---
strategy: botlearn-assessment
topic: scoring-rules
version: 2.0.0
---

# Scoring Rules

## Formula

```
# Per question:
RawScore = Σ(criterion_score × criterion_weight) × 20    [0–100]
AdjScore = RawScore × 0.95                               [CoT-judged questions only]

# Per dimension (difficulty-weighted):
DimScore_raw = Σ(RawScore × diff_mult) / Σ(diff_mults)
DimScore_adj = Σ(AdjScore × diff_mult) / Σ(diff_mults)

# Overall (dimension-weighted):
Overall_raw = D1_raw×0.25 + D2_raw×0.22 + D3_raw×0.18 + D4_raw×0.20 + D5_raw×0.15
Overall_adj = D1_adj×0.25 + D2_adj×0.22 + D3_adj×0.18 + D4_adj×0.20 + D5_adj×0.15
```

## Dimension Weights

| Dimension | Weight | Rationale |
|-----------|--------|-----------|
| D1 Reasoning & Planning | 25% | Most predictive of real-world agent success (GAIA r=0.78) |
| D2 Information Retrieval | 22% | Critical for grounded, factual responses |
| D3 Content Creation | 18% | High user-facing impact |
| D4 Execution & Building | 20% | Core skill-based architecture requirement |
| D5 Tool Orchestration | 15% | Important but depends on installed skills |

## Difficulty Multipliers

| Difficulty | Multiplier |
|-----------|-----------|
| Easy | ×1.0 |
| Medium | ×1.2 |
| Hard | ×1.5 |

**DimScore = (Easy_score×1.0 + Medium_score×1.2 + Hard_score×1.5) / 3.7**

## Verification Methods

| Symbol | Method | Correction | Confidence |
|--------|--------|------------|-----------|
| 🔬 | Programmatic (code run, DOM check, math verify, schema validation) | None | ±5% |
| 📖 | Reference answer match (exact or semantic) | None | ±10% |
| 🧠 | CoT self-judge (rubric + Chain-of-Thought reasoning) | -5% global | ±15% |

## Self-Evaluation Integrity Rules

1. **Role separation**: ROLE = EXAMINEE when answering — do NOT consult rubric. ROLE = EXAMINER when scoring — apply rubric strictly.
2. **-5% correction**: Applied to ALL CoT self-judged scores. AdjScore = RawScore × 0.95.
3. **Programmatic scores not corrected**: Objective verification results reported as-is.
4. **Direct zero rule**: If a question requires a capability the agent does not have, score 0 for dependent criteria — never estimated or guessed.
5. **Score 5 evidence requirement**: A criterion score of 5/5 must include "why not 4?" justification.

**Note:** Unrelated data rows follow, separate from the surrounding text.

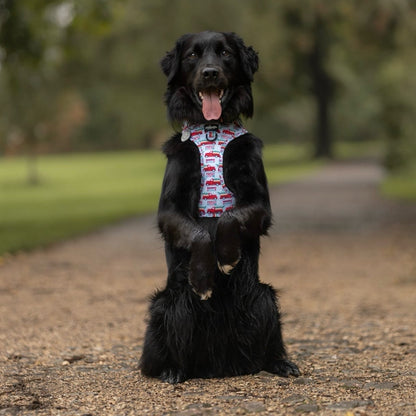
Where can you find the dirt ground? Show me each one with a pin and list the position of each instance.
(72, 317)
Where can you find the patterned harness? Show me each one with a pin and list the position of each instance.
(211, 140)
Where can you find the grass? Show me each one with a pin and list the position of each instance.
(80, 193)
(76, 194)
(401, 185)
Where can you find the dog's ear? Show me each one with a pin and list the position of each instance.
(248, 56)
(171, 62)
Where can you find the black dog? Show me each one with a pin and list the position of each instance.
(214, 318)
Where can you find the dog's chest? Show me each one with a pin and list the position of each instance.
(215, 197)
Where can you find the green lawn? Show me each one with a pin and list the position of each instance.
(79, 193)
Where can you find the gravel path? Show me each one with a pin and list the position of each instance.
(72, 316)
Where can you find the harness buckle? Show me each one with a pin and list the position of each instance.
(211, 132)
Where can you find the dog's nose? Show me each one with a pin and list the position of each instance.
(210, 73)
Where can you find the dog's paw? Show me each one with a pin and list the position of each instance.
(227, 268)
(173, 376)
(284, 368)
(204, 295)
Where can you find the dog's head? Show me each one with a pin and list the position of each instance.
(209, 78)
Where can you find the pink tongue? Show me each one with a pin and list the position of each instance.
(211, 106)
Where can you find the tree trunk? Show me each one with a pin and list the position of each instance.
(322, 91)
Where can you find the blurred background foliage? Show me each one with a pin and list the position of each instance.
(336, 80)
(82, 75)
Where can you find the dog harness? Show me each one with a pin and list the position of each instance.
(211, 140)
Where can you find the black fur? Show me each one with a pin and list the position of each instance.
(237, 330)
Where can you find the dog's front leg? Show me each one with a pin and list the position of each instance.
(244, 222)
(228, 242)
(202, 265)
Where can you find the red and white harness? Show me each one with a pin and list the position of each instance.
(211, 140)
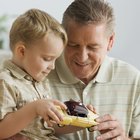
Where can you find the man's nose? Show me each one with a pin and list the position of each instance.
(52, 65)
(83, 55)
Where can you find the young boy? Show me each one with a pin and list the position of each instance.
(26, 107)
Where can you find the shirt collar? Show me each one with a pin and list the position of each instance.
(16, 71)
(104, 74)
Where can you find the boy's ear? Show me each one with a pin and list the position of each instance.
(111, 41)
(20, 49)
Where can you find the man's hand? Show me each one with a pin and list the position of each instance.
(110, 128)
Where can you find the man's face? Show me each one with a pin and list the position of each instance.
(86, 49)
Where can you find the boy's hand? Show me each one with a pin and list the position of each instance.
(46, 108)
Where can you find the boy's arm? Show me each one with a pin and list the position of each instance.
(16, 121)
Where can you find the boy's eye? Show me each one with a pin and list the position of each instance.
(47, 58)
(73, 45)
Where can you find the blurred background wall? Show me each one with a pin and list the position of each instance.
(127, 43)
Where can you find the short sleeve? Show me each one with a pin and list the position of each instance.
(135, 125)
(7, 99)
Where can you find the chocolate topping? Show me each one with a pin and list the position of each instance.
(76, 108)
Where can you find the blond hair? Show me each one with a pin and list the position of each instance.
(34, 24)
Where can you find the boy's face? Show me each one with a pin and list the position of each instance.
(39, 58)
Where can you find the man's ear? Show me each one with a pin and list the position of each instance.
(111, 41)
(20, 49)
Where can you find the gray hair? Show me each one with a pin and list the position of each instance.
(90, 12)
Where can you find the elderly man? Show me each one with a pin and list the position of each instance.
(86, 73)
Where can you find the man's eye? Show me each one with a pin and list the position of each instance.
(47, 59)
(73, 45)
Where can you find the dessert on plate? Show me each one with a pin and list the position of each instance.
(77, 114)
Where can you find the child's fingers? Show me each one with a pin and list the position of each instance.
(62, 105)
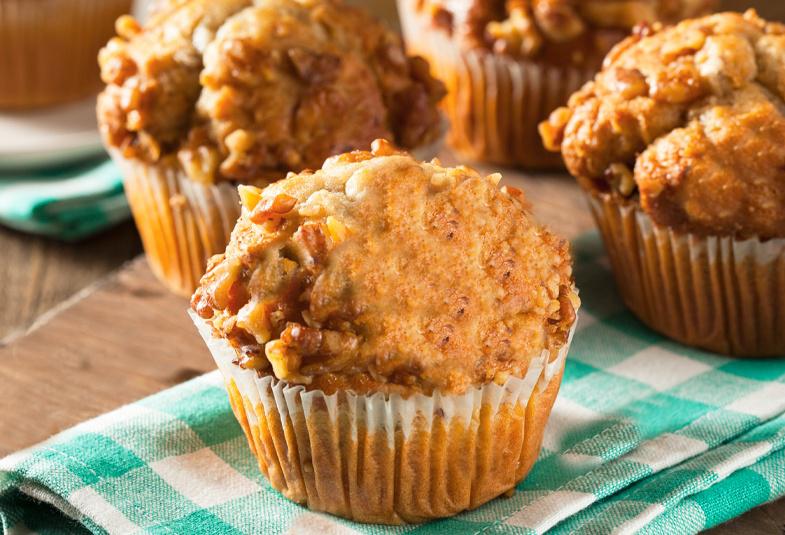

## Criterion Score Scale (0–5)

| Score | Meaning |
|-------|---------|
| 5 | Fully meets all requirements; exceeds expectations. Must justify "why not 4?" |
| 4 | Meets most requirements; minor gaps |
| 3 | Partially meets requirements; noticeable gaps |
| 2 | Attempts the requirement; significant gaps |
| 1 | Minimal attempt; mostly fails |
| 0 | No attempt or capability entirely absent |

## Performance Levels

| Level | Score Range |
|-------|------------|
| Expert | 90–100 |
| Advanced | 80–89 |
| Proficient | 70–79 |
| Competent | 60–69 |
| Beginner | < 60 |

## Result File Naming

```
results/exam-{YYYYMMDD}-{HHmm}-full.md    ← Full exam (15 questions)
results/exam-{YYYYMMDD}-{HHmm}-d1.md      ← D1 dimension only
results/exam-{YYYYMMDD}-{HHmm}-d2.md      ← D2 dimension only
results/exam-{YYYYMMDD}-{HHmm}-d3.md      ← D3 dimension only
results/exam-{YYYYMMDD}-{HHmm}-d4.md      ← D4 dimension only
results/exam-{YYYYMMDD}-{HHmm}-d5.md      ← D5 dimension only
results/INDEX.md                           ← Auto-updated history index (English)
```

## Language Adaptation Note

All scoring rules and rubrics are written in English (internal instructions).
When presenting scores, reports, and feedback to the user, output in the user's detected language.